Timeline issue if StartupXLOG() is interrupted right before end-of-recovery record is done

Started by Roman Eskin12 months ago4 messages
#1Roman Eskin
r.eskin@arenadata.io
2 attachment(s)

Hello pgsql-hackers,

It appears to exist an issue with timeline switching in archive
recovery mode if the startup process is interrupted by some external
reason (for ex. system power loss) in a specific tight time window
(after a new history file is created but before end-of-recovery record
is done). If this happens, and the Postgres instance is launched
again, it carries out the common crash recovery, starts successfully
to 'in production' state, but continues the previous timeline. Thus,
we are having inconsistent WAL state, where we are writing WAL segment
files to old timeline and having presented new orphaned timeline in
the history file.

This issue can reveal itself in streaming replication scenario, for
ex.:
1. Assume we have instance_1 (Master) and instance_2 (Replica);
2. instance_1 (Master) fails for any reason, instance_2 (Replica)
starts to promote. But while instance_2 is still in `StartupXLOG()`
somewhere between `writeTimeLineHistory()` and
`CreateEndOfRecoveryRecord()`, we are getting, for example, power
loss on instance_2 server.
3. Once instance_2 server is up again, instance_2 is restarted. The
problem with timeline already exists here, but very likely to be
unnoticed, as instance_2 (now Master) is accepting connections and
working.
4. Bring back instance_1 as Replica.
5. Switch back instance_1 and instance_2 to the original
configuration. And here, when we try to start instance_2 as Replica,
we'll get a FATAL:
"FATAL: requested timeline 2 is not a child of this server's history
DETAIL: Latest checkpoint is at 0/303FF90 on timeline 1, but in the
history of the requested timeline, the server forked off from that
timeline at 0/3023538."

I agree that one have to be very unlucky to get into such situation
with 2 consequent failures and to hit the specific time window, but if
this happens, it will look quite severe and hard to debug.
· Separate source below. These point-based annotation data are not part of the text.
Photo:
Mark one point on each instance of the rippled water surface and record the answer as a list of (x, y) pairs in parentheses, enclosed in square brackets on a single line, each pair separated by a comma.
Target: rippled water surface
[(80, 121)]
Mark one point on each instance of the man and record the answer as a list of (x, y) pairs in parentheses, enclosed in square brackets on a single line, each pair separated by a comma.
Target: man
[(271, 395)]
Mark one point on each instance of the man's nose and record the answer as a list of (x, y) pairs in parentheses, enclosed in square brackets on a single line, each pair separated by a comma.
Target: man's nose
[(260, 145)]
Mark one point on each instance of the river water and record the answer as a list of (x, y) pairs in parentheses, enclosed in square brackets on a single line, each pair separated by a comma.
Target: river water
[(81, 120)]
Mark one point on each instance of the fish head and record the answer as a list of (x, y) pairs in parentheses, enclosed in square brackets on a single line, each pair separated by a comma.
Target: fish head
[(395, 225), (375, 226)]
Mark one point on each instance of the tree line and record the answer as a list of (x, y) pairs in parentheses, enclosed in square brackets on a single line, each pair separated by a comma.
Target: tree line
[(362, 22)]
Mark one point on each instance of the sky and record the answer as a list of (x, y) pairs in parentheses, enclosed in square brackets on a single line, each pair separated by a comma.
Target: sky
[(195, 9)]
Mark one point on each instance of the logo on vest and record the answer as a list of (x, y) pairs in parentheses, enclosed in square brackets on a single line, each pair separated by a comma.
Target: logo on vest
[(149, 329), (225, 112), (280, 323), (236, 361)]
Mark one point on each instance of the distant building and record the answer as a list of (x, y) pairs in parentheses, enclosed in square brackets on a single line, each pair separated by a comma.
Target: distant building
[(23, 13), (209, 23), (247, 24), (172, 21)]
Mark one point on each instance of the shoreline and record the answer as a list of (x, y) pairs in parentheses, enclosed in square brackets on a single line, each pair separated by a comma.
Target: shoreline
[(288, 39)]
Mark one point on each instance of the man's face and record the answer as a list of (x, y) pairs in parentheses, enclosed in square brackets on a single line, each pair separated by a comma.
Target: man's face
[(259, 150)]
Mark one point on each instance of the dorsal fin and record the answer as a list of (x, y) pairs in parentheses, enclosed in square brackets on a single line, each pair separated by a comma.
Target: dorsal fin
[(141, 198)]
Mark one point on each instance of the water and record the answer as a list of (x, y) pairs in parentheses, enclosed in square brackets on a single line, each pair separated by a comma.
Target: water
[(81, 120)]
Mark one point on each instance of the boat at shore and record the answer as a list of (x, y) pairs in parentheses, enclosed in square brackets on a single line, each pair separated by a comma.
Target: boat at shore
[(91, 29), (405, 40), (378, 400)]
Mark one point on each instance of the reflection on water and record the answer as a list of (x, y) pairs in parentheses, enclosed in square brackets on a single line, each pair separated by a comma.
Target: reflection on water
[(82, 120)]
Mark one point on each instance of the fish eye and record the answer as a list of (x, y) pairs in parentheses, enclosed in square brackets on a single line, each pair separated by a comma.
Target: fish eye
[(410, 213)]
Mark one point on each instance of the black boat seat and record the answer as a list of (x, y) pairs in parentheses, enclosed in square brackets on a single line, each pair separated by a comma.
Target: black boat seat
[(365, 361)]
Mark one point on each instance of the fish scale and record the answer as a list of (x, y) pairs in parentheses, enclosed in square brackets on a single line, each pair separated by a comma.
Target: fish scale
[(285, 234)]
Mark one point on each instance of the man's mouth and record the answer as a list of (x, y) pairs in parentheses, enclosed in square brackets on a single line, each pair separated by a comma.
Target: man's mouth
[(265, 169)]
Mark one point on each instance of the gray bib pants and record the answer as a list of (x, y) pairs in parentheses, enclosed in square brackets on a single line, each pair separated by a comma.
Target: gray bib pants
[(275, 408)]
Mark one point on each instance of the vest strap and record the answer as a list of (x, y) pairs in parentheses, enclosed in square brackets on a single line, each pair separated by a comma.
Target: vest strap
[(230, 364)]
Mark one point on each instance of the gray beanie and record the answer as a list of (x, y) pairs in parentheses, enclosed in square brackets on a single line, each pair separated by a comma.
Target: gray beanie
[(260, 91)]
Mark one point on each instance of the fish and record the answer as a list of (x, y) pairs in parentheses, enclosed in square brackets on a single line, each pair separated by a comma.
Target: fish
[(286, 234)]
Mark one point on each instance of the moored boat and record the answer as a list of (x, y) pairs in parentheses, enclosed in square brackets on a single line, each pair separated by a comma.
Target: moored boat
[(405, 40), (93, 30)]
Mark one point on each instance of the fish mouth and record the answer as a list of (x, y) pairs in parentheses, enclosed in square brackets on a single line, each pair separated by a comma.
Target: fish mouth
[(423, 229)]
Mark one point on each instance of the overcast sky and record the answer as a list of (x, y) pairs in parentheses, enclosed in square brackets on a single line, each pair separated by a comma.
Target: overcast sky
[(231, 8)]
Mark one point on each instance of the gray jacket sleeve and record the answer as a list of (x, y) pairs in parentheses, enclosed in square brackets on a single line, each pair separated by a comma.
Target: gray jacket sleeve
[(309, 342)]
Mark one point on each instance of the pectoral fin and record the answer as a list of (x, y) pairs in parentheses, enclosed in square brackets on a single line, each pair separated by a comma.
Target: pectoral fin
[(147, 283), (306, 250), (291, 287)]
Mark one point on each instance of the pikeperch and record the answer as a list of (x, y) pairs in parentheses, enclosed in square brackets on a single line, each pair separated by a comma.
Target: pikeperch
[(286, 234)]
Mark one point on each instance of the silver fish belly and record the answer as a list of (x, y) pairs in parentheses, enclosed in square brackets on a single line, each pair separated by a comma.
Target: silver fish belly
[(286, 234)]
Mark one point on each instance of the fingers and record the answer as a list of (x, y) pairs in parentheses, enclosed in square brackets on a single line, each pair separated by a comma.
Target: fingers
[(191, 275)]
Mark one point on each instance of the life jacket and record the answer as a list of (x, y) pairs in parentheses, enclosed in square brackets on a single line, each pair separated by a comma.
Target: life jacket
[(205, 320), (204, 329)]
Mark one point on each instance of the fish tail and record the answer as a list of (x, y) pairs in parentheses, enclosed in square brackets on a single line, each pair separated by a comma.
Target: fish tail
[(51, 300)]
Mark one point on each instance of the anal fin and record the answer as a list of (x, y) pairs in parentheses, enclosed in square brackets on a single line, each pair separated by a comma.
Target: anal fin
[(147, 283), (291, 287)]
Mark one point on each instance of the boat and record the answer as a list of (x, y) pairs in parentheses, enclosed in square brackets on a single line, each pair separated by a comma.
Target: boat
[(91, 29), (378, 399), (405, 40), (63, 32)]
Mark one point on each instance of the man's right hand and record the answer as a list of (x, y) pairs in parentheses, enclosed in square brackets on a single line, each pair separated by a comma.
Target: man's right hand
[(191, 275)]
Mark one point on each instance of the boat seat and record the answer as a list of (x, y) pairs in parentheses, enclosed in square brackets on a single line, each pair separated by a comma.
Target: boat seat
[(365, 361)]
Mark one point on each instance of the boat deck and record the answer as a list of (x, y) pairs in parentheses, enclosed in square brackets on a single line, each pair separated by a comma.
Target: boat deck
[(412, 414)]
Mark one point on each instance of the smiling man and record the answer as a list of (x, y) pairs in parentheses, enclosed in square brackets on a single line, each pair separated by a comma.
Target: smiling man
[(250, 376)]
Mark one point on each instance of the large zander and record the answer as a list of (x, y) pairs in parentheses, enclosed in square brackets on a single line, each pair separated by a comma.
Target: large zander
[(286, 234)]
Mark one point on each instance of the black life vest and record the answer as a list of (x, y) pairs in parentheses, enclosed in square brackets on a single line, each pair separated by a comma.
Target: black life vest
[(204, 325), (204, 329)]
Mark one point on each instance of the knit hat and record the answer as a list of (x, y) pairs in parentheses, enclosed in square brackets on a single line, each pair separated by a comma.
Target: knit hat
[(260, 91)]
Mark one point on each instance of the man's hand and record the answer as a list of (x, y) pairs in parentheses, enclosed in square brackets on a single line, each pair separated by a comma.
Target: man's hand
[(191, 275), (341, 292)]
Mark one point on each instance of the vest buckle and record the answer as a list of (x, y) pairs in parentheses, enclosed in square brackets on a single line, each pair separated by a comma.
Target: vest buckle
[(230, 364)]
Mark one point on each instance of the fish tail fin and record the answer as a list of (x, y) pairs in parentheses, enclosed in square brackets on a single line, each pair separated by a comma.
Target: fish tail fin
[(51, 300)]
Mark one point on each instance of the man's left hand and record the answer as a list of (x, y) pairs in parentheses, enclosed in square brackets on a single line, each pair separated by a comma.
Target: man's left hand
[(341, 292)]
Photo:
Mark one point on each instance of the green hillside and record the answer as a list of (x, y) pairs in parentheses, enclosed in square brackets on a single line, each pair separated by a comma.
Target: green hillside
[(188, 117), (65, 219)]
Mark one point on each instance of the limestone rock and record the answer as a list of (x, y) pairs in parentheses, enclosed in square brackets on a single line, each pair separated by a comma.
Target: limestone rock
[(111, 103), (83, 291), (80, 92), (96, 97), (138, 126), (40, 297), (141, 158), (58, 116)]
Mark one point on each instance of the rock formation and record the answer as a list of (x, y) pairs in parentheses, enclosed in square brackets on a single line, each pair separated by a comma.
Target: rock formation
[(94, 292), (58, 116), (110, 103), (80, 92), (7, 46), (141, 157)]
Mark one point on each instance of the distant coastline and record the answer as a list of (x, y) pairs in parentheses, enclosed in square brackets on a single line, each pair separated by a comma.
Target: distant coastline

We faced
this situation on our synthetic tests.

To reproduce the issue on latest code from Postgres master branch in a
stable manner, I used the attached
'test-code-for-timeline-issue.patch'. It postpones execution in
`StartupXLOG()` if we need to hit the requested time window. Detailed
steps to reproduce I've used with the patch are in the attached file
'steps - NG scenario.txt'.

Possible way to fix this issue, that we now consider, is to postpone
the removal of signal files ("recovery.signal" and "standby.signal")
until the end-of-recovery record is done, and thus retry interrupted
promotion in case previous one failed. Looks like, the only
insignificant negative outcome for this approach is possible
assignment of one more timeline identity. But we would like to get
more feedback from the community. Do you foresee any possible
drawbacks for this approach? Please advise.

Many thanks in advance!

P.S. The topic above is a bit similar to this old one -
/messages/by-id/CABUevEz09XY2EevA2dLjPCY-C5UO4Hq=XxmXLmF6ipNFecbShQ@mail.gmail.com.

Best regards,
Roman Eskin

Attachments:

steps - NG scenario.txttext/plain; charset=UTF-8; name="steps - NG scenario.txt"Download
test-code-for-timeline-issue.patchtext/plain; charset=UTF-8; name=test-code-for-timeline-issue.patchDownload
diff --git a/src/backend/access/transam/xlog.c b/src/backend/access/transam/xlog.c
index bf3dbda901..bdfc92cd6e 100644
--- a/src/backend/access/transam/xlog.c
+++ b/src/backend/access/transam/xlog.c
@@ -6126,6 +6126,19 @@ StartupXLOG(void)
 	Insert->fullPageWrites = lastFullPageWrites;
 	UpdateFullPageWrites();
 
+	/*
+	 * Code below is for test purposes only to reveal possible timeline issue.
+	 */
+	{
+		struct stat st;
+
+		elog(LOG, "Start delay in StartupXLOG()");
+
+		while (stat("delay_recovery.signal", &st) == 0)
+			pg_usleep(10000L); /* sleep for 10 ms*/
+
+		elog(LOG, "Stop delay in StartupXLOG()");
+	}
 	/*
 	 * Emit checkpoint or end-of-recovery record in XLOG, if required.
 	 */
#2Andrey M. Borodin
x4mmm@yandex-team.ru
In reply to: Roman Eskin (#1)
Re: Timeline issue if StartupXLOG() is interrupted right before end-of-recovery record is done

Hi Roman!
Thanks for raising the issue. I think the root cause is that many systems imply that higher number of timeline id means more recent timeline write. This invariant is not uphold. It's not even more recent timeline start.
"latest timeline" effectively means "random timeline".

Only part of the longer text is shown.